2.3. Functions of aaTR-proteins
2.3.1. Similar aaTRs fulfill similar predicted functions and functionally related proteins have similar aaTRs
To investigate which functions aaTR-proteins have, and if functionally related proteins possess similar aaTRs, we performed protein family clustering of 11,995 Borg proteins. 85% of Borg proteins were grouped into 1,890 subfamilies and 80% (172/215) of the aaTR-proteins clustered into 112 subfamilies (Table S1). The functional landscape of the subfamilies ranged from carbon metabolism (18 proteins), cell and protein architecture and scaffolding (9), nucleotide processing (15), transcription-associated proteins (8), redox (8), signaling (11), transport (3), stress response (2), to protein processing (1) (Table 2).
Proteins were manually placed into functional categories based on the pfam annotation of the subfamily. Single aaTR units are listed as well as in which aaTR cluster they fall. Some aaTRs did not fall into clusters (n.c., no cluster), and some proteins have two or more aaTRs that fall into one or two clusters.
Screening the aaTR-proteins with the eukaryotic linear motif (ELM) resource for functional sites in proteins (http://elm.eu.org/) unmasked that the aaTRs within them have similarity to a plethora of different short linear motifs (SLiMs). SLiMs are composed of three to ten consecutive amino acids [13], which are used by eukaryotic cells as cleavage sites, degradation sites, docking sites, ligand binding sites, post-translational modification sites and targeting sites [14]. We found that aaTRs from the same aaTR cluster or related aaTR clusters often had matching functional predictions (see examples in Table S3).

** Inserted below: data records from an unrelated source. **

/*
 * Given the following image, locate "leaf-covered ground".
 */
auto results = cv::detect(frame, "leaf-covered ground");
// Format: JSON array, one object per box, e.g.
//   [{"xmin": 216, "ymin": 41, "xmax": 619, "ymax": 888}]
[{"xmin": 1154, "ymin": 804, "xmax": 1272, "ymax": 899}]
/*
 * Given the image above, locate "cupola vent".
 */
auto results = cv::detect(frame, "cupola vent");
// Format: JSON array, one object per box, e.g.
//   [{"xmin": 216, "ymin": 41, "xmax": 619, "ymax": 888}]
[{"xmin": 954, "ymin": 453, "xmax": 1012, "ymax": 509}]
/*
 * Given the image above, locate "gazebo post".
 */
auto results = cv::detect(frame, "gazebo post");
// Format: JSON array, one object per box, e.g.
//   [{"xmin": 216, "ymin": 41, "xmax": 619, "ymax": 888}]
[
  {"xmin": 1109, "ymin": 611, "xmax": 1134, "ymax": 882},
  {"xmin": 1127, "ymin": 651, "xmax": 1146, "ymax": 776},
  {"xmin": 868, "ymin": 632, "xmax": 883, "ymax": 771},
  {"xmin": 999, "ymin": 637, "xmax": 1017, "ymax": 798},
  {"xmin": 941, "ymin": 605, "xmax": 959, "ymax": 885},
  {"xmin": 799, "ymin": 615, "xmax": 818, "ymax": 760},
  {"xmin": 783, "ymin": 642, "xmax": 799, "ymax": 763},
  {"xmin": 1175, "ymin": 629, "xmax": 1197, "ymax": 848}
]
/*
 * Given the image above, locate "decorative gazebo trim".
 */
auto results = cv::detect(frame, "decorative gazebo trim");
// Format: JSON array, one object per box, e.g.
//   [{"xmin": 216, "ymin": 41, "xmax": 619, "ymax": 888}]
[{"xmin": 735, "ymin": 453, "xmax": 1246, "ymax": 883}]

Fifteen protein subfamilies were enriched in aaTR-proteins, which included subfamilies functionally annotated as transmembrane phosphatases, ribonucleoproteins, phosphoesterases, zinc-ribbon proteins and DNA-binding proteins; the other subfamilies had no functional annotations (Table S2). Members of the same protein subfamily often had similar aaTRs. For example, a subfamily of DNA binding proteins (subfam0897) only comprises aaTR-bearing members, all of which have unique aaTRs, yet of the same or related repeat clusters (Figure 6B). These aaTRs form a predicted coil structure or an IDR and resemble SLiMs that play a role in localization, protein stability or phosphorylation-dependent signaling. Similarly, subfam1609 comprises eight members, five of which are aaTR-proteins and despite all being only distant homologues (highest aa identity is 67%), the aaTRs all belong to the same aaTR cluster (SVG/IQ) which corresponds to predicted modification (phosphorylation) and ligand-binding sites (Figure 6B, Table S3).
2.3.2. aaTR-proteins responsible for cell integrity/stability and surface decoration
Several functionally related, but phylogenetically unrelated proteins that are responsible for cell wall architecture (PEGA and S-layer) and decoration (glycosyltransferases and glycosyl hydrolases) have aaTRs. The aaTRs of the PEGA proteins resemble predicted ligand binding, docking and modification (phosphorylation) sites and the aaTRs of the S-layer resembles proteolysis-initiating degrons [15]. The aaTRs of glycosyl hydrolases resemble modification and ligand binding sites and the aaTRs of glycosyl transferases resemble degrons (Table S3). Some Borgs also possess an aaTR in tubulins, which are proteins required for cell division [16]. These aaTRs resemble SLiMs that are potential docking and cleavage sites and/or initiate proteasomal degradation. Importantly, these SLiM-bearing aaTRs are absent in non-Borg homologues.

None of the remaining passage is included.